The Center for American Progress has raised concerns over Project 2025, a conservative energy policy roadmap that closely aligns with Trump's priorities. According to Cap 20 on October 24, the plan proposes removing methane waste safeguards, reducing accountability for polluters, and prioritizing oil and gas leasing on public lands and waters. These measures would reinstate many of Trump's earlier initiatives, with an expanded focus on leasing federal lands and waters for energy development, including previously protected areas such as the Arctic National Wildlife Refuge.
CNBC reported that Trump's administration has already signaled plans for stricter sanctions on Iranian and Venezuelan oil. This move could potentially tighten global supply and drive prices higher. However, Goldman Sachs analysts noted a mixed outlook for the market, warning that increased trade tensions under Trump could negatively impact global GDP and reduce long-term oil demand. Despite these concerns, industry leaders remain optimistic. As CNBC highlighted, TotalEnergies CEO Patrick Pouyanne praised the U.S. for maintaining a "clear competitive advantage" in energy production, urging the Trump administration to continue fostering growth.

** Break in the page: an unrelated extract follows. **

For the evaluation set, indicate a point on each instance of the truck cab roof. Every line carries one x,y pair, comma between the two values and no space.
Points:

According to the Forbes report, U.S. producers are especially hopeful for deregulation. This could sustain elevated production levels. Industry insiders attending ADIPEC 2024 in Abu Dhabi described Trump's policies as a welcome development for both major integrated oil companies and independent shale operators. However, CNBC pointed out potential challenges, noting that increased production could push prices lower, creating difficulties for companies with higher production costs.
With Trump's focus on bolstering domestic oil production and easing regulatory barriers, the United States has become an even more attractive environment for the energy sector. As Cap 20 observed, these policies are expected to significantly benefit oil and gas companies while reshaping the landscape of global energy production and regulation.